Brendan Boyle, the Democratic co-chairman of the Friends of Ireland caucus, told the Guardian: “The nonsensical utterings of John Bolton should not be taken seriously. He has no role in trade agreements. Zero.”
In other words, Boris Johnson had better know that Bolton’s floating checks his writ can’t cash. It’s not the first time Pelosi has warned that Congress won’t take up any trade agreements without a safeguard on the open border in Ireland, either. Trade agreements don’t take the usual form of treaties, which can be ratified with a two-thirds vote in the US Senate alone. The agreement has to be written into statutory law, which requires the House to act as well. Pelosi has a lot more say on trade policy, in other words, than a national security adviser.
Even if Pelosi was inclined to move forward, Congress still has yet to take up the US-Mexico-Canada Agreement, the replacement for NAFTA. Trump has been hoping to push Pelosi to get that process started, and which is more urgent for the Trump administration to score a win on Trump’s promise to rewrite NAFTA than a new trade deal with the UK. But as long as Brexit ignores the issue of a hard border in Ireland, the latter has zero chance of getting any attention at all, even in a potential GOP-controlled House after the midterms.
Bolton’s transgression is relatively mild, however, when compared to the latest from Johnson himself. Frustrated by attempts to block a no-deal Brexit, the Prime Minister accused opposing MPs of being collaborators with the EU in language that hinted at … treason?

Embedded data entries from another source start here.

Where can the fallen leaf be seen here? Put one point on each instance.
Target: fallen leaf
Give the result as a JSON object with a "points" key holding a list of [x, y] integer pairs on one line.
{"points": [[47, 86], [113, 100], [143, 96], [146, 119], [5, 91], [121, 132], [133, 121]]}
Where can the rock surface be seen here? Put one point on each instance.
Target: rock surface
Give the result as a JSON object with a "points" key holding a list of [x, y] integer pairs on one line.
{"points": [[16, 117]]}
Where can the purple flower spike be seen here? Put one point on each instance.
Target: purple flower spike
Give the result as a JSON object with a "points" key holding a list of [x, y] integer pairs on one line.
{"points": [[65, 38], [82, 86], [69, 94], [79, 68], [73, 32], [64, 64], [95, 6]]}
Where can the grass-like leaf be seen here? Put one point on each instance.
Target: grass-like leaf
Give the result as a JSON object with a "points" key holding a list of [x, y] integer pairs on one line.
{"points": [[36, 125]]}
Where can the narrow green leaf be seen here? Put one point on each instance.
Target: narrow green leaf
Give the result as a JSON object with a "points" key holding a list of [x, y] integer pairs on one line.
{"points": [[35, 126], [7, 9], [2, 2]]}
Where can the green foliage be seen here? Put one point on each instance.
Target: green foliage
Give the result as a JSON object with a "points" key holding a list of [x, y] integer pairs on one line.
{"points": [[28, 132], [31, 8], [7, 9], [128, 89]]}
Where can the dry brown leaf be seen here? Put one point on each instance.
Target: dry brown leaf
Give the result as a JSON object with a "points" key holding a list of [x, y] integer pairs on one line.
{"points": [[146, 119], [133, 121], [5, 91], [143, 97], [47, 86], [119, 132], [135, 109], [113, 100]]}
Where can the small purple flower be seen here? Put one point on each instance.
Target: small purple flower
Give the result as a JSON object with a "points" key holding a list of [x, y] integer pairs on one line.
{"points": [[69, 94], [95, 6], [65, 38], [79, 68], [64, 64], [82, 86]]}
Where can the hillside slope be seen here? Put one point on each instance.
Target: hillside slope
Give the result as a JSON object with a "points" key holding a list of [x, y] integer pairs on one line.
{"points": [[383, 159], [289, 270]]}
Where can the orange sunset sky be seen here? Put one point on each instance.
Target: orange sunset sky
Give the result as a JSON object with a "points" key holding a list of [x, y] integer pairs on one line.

Hours after senior lawmakers said they would seek to prevent any attempt to ignore parliament over Brexit, Johnson used a question-and-answer session on Facebook to attack them.
“There is a terrible kind of collaboration as it were going on between those who think they can block Brexit in parliament and our European friends,” Johnson, who has been hailed by the U.S. president as “Britain’s Trump”, said on Facebook.
“We need our European friends to compromise and the more they think that there’s a chance that Brexit can be blocked in parliament, the more adamant they are in sticking to their position,” Johnson said.
A majority in Parliament have already expressed opposition to a no-deal Brexit in a vote that took place before Johnson became PM. It’s hardly a “collaboration” to reject the idea of a hard break without any kind of trade arrangement with the country’s key trading partner. Johnson’s rhetoric is guaranteed to harden positions rather than finding any common ground that might exist.
Johnson’s heading into a constitutional crisis in which he might be forced to prorogue Parliament to keep from getting the boot in a no-confidence vote. The US should distance itself from the trainwreck to come, Bolton included.